Adopção e Homoparentalidade

A adopção constitui uma forma de proporcionar a uma criança uma nova e definitiva família, na impossibilidade da sua permanência com a família natural.

Do ponto de vista jurídico, trata-se do vínculo que se estabelece legalmente entre adoptado e adoptante, que é em tudo semelhante ao existente na filiação natural, salvo na dependência dos laços de sangue. Assim sendo, uma vez adoptada, a criança torna-se um membro de pleno direito na sua nova família e, quem a adoptou, adquire os mesmos direitos e responsabilidades que teria caso se tratasse de um filho natural.

A adopção prossegue objectivos de tipo altruísta dado visar a realização do superior interesse da criança; tem vindo cada vez mais a ser defendida como uma das medidas mais eficazes de protecção das crianças, sobretudo naquelas cuja permanência nas famílias biológicas coloca em risco a sua saúde e segurança; é decretada pelo Tribunal quando apresente reais vantagens para o adoptando, se funde em motivos legítimos e seja razoável supor que entre adoptante e adoptado se estabelecerá um vínculo semelhante ao da filiação natural.

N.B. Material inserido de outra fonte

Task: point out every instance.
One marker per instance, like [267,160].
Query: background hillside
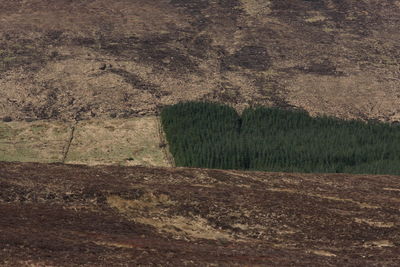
[65,59]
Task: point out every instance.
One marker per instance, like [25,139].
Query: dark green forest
[213,135]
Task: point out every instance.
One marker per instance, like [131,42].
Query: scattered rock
[103,66]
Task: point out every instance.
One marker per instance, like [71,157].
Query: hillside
[70,215]
[62,59]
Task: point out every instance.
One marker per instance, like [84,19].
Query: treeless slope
[79,59]
[67,215]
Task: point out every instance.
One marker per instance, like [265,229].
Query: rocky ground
[70,215]
[73,60]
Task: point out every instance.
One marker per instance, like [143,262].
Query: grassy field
[119,141]
[114,141]
[39,141]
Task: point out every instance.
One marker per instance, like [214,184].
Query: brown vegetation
[65,215]
[81,59]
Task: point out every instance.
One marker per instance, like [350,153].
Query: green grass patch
[269,139]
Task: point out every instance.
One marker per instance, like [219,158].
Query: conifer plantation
[212,135]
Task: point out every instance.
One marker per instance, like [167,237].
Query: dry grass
[41,141]
[119,141]
[113,141]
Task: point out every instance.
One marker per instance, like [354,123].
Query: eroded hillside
[65,215]
[64,59]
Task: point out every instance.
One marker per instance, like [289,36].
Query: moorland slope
[70,215]
[62,59]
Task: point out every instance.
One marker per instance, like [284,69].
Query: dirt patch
[178,216]
[292,54]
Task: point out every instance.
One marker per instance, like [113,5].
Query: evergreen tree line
[213,135]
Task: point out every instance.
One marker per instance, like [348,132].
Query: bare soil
[62,59]
[70,215]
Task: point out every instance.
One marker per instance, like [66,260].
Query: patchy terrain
[66,215]
[74,60]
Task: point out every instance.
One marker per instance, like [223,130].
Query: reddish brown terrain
[70,215]
[64,59]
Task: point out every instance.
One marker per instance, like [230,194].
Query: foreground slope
[79,59]
[63,215]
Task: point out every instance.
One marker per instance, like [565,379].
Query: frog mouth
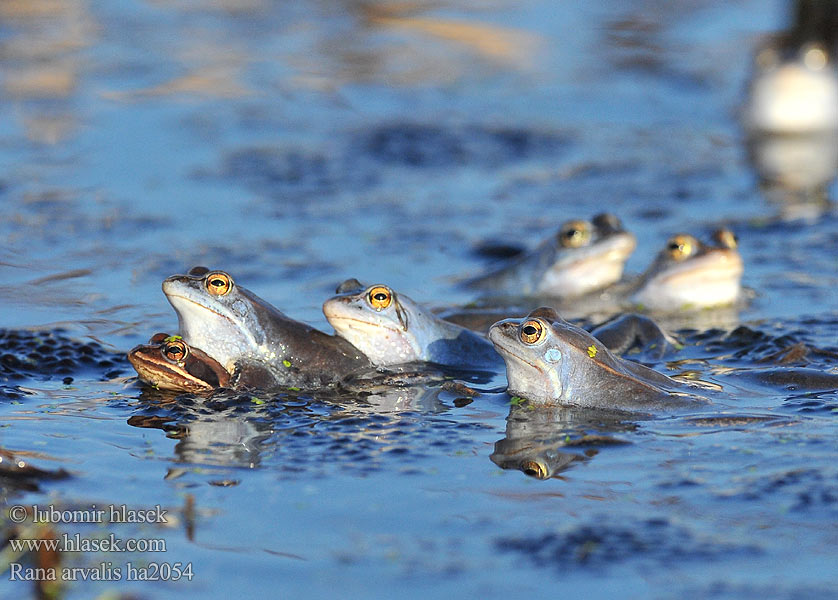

O Direito Português reconhece às pessoas de sexo diferente vivendo em união de facto o direito de adopção em condições análogas às previstas no Código Civil para a adopção plena. Ao permitir a adopção singular não exclui a constituição de famílias monoparentais por homens ou mulheres que adoptem. Proíbe, contudo, e ao que parece vai continuar, ainda, por muito tempo a proibir a adopção por casais formados por dois indivíduos do mesmo sexo.

Continua a considerar-se que a heterossexualidade do casal parental é garante de um bom desenvolvimento das crianças; a pressupor-se que há muito mais promiscuidade entre homossexuais que entre heterossexuais; a presumir-se que a orientação sexual dos homossexuais é devida a maus pais ou a experiências traumáticas na infância.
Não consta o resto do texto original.